Wednesday, January 28, 2009
Ramana Maharshi
This passage talked a lot about God already being there for a person. To have God is as simple as having him. People always make things so much more difficult than they really are. I think the section that explained the whole passage was the one that said..."God's grace is the beginning, the middle, and the end. When you pray for God's grace you are like someone standing neck-deep in water and yet crying for water. It is like saying that someone neck-deep in water feels thirsty, or that a fish in water feels thirst, or that water feels thirsty." God's grace and love is everywhere. We don’t need to look for it because we have it. We don’t need to yearn for it, it is there. We don’t need fancy words and teachings to obtain it, because we already have it.
The Upanishads
I truly liked this reading. My favorite thing was the unknowing and how even if you try to understand you can’t, but you can. Isn’t that how we live our lives? There is just so much we don’t understand and we strive to get it. Some times the things we know best are the things we both don’t understand and can’t explain. It’s like being so deeply passionate about something because you feel its right even though you could never explain it nor could you begin to understand it. The part that states “Eye cannot see it, tongue cannot utter it, mind cannot grasp it. There is no way to learn it or teach it. It is different from the known, beyond the unknown. That which makes the tongue speak but which cannot be spoken by the tongue-that alone is God, not what people worship." Basically what I got from this reading was to worship God and truly understand God is not to. It’s just allowing it to happen, for you to feel not think. For you to just know not to understand.

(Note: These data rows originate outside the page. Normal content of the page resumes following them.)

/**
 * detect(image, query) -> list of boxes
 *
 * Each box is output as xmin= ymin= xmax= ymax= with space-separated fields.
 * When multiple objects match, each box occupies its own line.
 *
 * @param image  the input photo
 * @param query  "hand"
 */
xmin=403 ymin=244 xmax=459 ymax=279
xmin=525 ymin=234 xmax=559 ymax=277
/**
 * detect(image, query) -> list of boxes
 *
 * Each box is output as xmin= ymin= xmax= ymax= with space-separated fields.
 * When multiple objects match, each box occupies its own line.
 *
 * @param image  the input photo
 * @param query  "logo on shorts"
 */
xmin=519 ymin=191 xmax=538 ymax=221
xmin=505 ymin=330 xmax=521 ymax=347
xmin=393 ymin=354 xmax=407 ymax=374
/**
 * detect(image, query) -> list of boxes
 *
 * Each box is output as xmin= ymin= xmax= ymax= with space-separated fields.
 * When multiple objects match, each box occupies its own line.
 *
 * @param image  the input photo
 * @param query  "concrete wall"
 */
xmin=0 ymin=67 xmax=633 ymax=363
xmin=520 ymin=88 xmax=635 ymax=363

Wednesday, January 21, 2009
Chief Seattle
This speech really made me think. Here was a man who had come to the conclusion that his people were going to completely disappear from this earth because of the white man and still he referred to them as his brother. He does touch on the differences, but ultimately states even if they wipe out his people in life they will never really be gone for their dead people will always be around. I thought this was so powerful no matter what was said or done to his people they will still stay strong even if it is only in death.
Friday, January 16, 2009
SA-GO-YE-WAT-HA
While reading this passage I could tell that the chief was very nice in his delivery in asking the man to leave. I felt he had honestly listened to the missionary as he probably did the many before him. It seamed like everything the white man told his people was a lie or ended badly. Now this missionary was telling him, “All your lives have been in great errors and darkness.” Who was this man to tell the chief not only was he wrong to believe in what was passed down through generations to him, but if he didn’t follow the teachings passed down generations to the missionary he would “not be happy hereafter.” The chief felt he was happy, just as his forefathers were and his children now. He explained to the missionary that his people will continue to follow the teaching they have been and will “Be grateful for all the favors we receive, to love one another, and to be united."
I believe religion teachings boil down to what the chief was saying. We need to be grateful for all the favors we receive, to love one another, and to be united.
I believe religion teachings boil down to what the chief was saying. We need to be grateful for all the favors we receive, to love one another, and to be united.